É o “seguinte”: Seu João, gente boníssima de um bairro nobre da cidade, indo contra maré de seus amigos, não abriu mão de sua nostalgia e era decidido a não se mudar para um Condomínio Fechado. Era tachado como louco por seus antigos vizinhos que diziam:
- Seu João, sua família merece segurança, conforto, este bairro não é mais como era antes, continuaremos vizinhos no mesmo condomínio fechado, em outro lugar.
- Não! Dizia Seu João. Tradicionalista e corretíssimo acreditava na segurança do poder público, no direito de exigir segurança que paga com muito custo, através dos impostos mensais. Se já paga tantos impostos, porque teria que pagar, também, para ter segurança em um condomínio fechado? Ficou decidido, segurança não era sua obrigação, além do mais, foi ali, naquele bairro, que viu seus filhos crescerem sem preocupações, e será ali, que irá soltar pipa com seus netos.
Os amigos acham que ele, um senhor tão inteligente, vive em um mundo utópico para os dias de hoje, mas, ele não era o único que permanecia naquele bairro. Não se tem mais paz, atualmente, pelo menos uma vez por semana há pequenos e grandes assaltos.
Aí vocês me perguntam: “cadê o Justipa?” Então, o SEU JOÃO, resolveu fazer um puxadinho na sua casa, já que não mudaria de casa, iria investir na área de lazer. Ë isso ai, achava que seu imóvel valeria mais na hora de uma inevitável venda, quando na realidade, os imóveis só estavam desvalorizando naquela região por conta dos assaltos.
Ai,ai,ai,ai,ai, o Justipa, né? Então, para “levantar o puxadinho”, hehe, “levantar o puxadinho”, o Seu João, contratou três pedreiros para a mão de obra através de um empreiteiro, mas, fazia questão de selecionar, ele mesmo, quem entraria dentro sua casa para trabalhar. Assim, pediu para que levasse na sua casa os candidatos para uma entrevista e entre os três estava “tchararam!!!!!!” O JUS-TI-PA!!!!
Seu João começou com a entrevista e o primeiro a ser questionado foi o Justipa:
- Seu nome? Questionou seu João.
- Justipa?
- O que? “Tá” resfriado?
- Não, não “to custipado”!
- Seu nome, como é?
- JUS – TI – PA! Ouviu agora?
- Aaaaah, o seu nome é Justipa? Mas, não é apelido não?
- Não, minha mãe colocou esse nome mesmo, mas ela nem lembra porque, não lembra nem de ter ido no cartório. Disse o pedreiro conformado.
- E o nome da sua mãe?
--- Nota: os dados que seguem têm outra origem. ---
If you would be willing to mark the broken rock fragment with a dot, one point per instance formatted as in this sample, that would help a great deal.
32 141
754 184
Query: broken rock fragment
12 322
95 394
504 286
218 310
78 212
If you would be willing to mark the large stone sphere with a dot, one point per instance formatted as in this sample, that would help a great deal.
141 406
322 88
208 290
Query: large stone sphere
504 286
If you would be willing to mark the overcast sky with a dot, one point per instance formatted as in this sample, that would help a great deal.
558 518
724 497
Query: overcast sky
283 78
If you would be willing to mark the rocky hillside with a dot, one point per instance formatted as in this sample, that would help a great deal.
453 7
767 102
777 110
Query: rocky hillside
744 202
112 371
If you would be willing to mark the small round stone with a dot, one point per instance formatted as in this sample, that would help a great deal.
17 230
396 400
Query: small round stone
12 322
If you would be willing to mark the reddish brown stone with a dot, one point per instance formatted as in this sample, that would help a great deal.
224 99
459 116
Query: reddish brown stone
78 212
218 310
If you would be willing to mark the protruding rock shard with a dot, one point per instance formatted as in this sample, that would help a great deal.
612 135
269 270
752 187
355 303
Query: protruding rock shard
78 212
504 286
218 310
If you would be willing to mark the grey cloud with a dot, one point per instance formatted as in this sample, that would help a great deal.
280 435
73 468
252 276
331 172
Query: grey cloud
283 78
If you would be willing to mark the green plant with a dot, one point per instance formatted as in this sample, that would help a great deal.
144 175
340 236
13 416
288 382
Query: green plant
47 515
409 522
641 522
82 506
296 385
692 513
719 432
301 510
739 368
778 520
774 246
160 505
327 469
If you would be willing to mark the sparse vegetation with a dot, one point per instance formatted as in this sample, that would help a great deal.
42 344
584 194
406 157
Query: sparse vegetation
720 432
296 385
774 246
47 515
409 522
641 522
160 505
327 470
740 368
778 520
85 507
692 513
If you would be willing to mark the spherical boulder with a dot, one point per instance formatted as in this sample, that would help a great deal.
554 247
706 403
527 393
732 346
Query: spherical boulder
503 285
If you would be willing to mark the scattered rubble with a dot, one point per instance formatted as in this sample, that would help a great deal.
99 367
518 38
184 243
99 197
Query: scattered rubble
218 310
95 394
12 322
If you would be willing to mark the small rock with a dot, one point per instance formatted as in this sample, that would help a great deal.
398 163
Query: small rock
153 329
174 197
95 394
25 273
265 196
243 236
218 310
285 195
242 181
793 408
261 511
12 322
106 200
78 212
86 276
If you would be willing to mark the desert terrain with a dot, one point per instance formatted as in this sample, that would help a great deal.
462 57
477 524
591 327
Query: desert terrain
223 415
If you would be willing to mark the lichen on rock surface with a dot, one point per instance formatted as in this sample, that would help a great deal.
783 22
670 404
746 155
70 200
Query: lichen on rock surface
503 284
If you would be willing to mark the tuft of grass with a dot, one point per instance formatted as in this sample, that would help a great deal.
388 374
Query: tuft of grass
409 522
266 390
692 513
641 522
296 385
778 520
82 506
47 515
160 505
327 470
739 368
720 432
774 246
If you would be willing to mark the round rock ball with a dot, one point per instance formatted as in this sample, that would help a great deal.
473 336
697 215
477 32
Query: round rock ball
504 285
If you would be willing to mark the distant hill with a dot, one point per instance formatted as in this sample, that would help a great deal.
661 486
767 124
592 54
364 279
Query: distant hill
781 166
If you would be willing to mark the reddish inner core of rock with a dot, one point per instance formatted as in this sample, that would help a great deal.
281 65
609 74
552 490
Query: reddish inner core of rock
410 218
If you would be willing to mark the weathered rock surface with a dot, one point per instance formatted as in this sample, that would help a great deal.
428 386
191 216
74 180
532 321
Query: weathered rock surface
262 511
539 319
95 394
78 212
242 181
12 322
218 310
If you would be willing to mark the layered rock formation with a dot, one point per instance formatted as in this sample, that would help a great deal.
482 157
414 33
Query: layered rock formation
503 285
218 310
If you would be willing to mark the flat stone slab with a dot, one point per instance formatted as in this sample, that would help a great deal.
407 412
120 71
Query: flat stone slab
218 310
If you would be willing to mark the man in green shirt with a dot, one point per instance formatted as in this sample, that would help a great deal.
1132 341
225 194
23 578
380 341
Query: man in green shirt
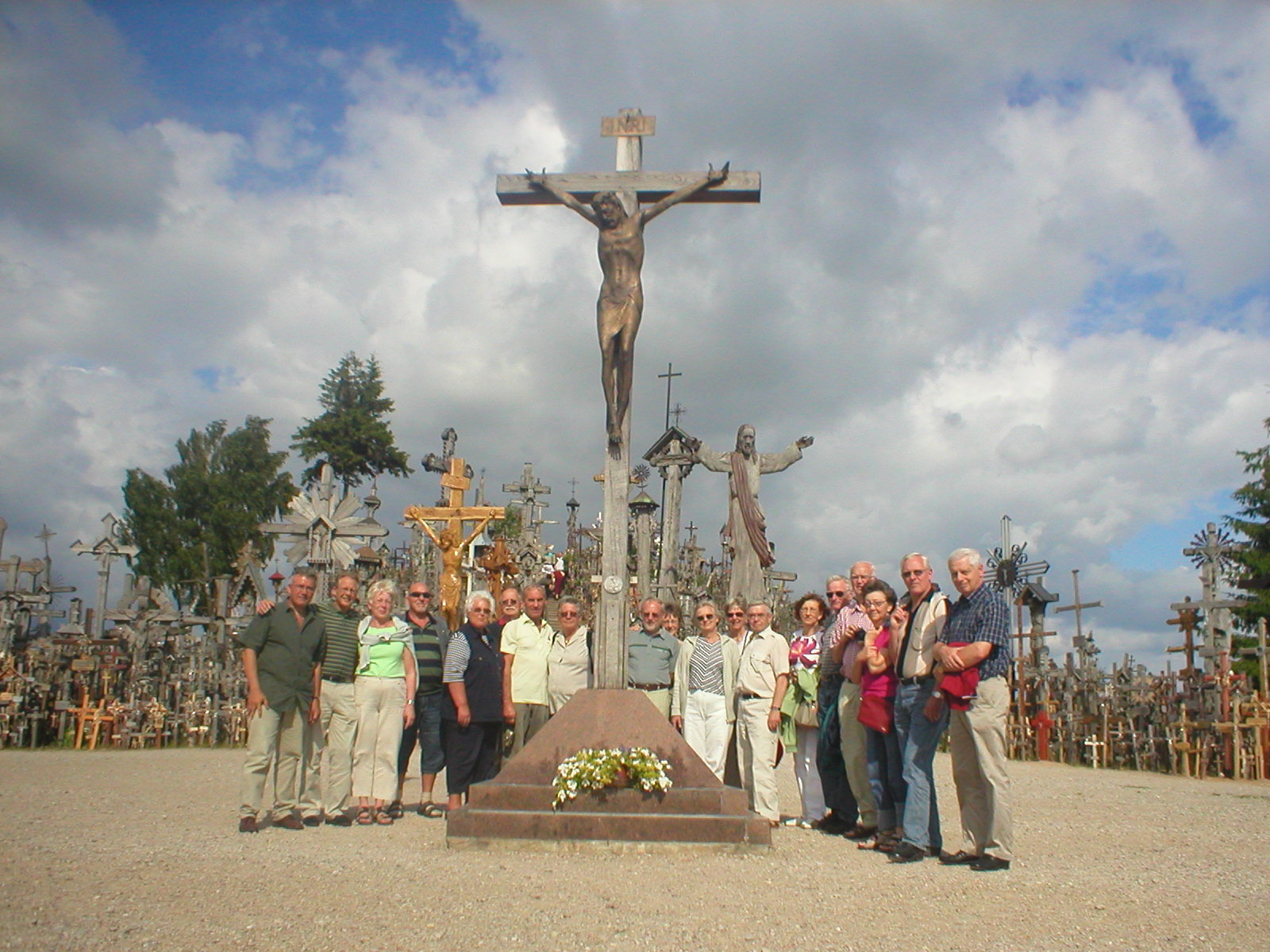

Perguntou seu João continuando a entrevista.
- É mãe.
Com paciência Seu João perguntou, - como se chama a sua mãe?
- Mãe, ora.
Sem paciência o Seu João questionou:
- nome é Maria, Joana, Aparecida, qual é o dela?
Justipa demonstrou que também não tinha muita paciência:
- É mãe, eu já disse, mãe é mãe, ela nunca disse o nome dela.... É mãe!
Melhor seria mudar de pergunta, então seu João continuou:
- Onde você mora?
- Na minha casa,... onde eu durmo. Disse o Justipa. Nessa hora o seu João perdeu a cabeça de vez e informou a todos:
- Amanhã vocês voltam, tenho que ir embora. E essa foi a primeira vez que o Seu João perdeu a paciência com a obra.
No final da tarde, mais calmo, seu João ligou para o empreiteiro e considerou a inocência de Justipa, que sem dúvida era sincera, uma qualidade. Assim, disse ao empreiteiro que o Justipa estava contratado.
Como seu João era de bom coração, decidiu que iria ajudá-lo e em uma semana de trabalho do Justipa, era ele quem mais chamava o “Seu Jão” para uma prosa.
Quando seu João pediu os documentos ao Justipa para qeu pudesse fazer seu registro, descobriu que ele nunca havia providenciado um Título de Eleitor, ou CPF, que era analfabeto com 29 anos de idade e resolveu que tomaria conta disso tudo para ele. Foi assim, que seu João conheceu mais um pouco da história da vida dele, os tipos de dificuldades. E foi assim também, que seu João descobriu o quanto lhe fazia bem fazer o bem por alguém e Justipa não teve onde guardar tanta felicidade, pois era a primeira vez em toda a sua vida, que alguém se preocupava com ele.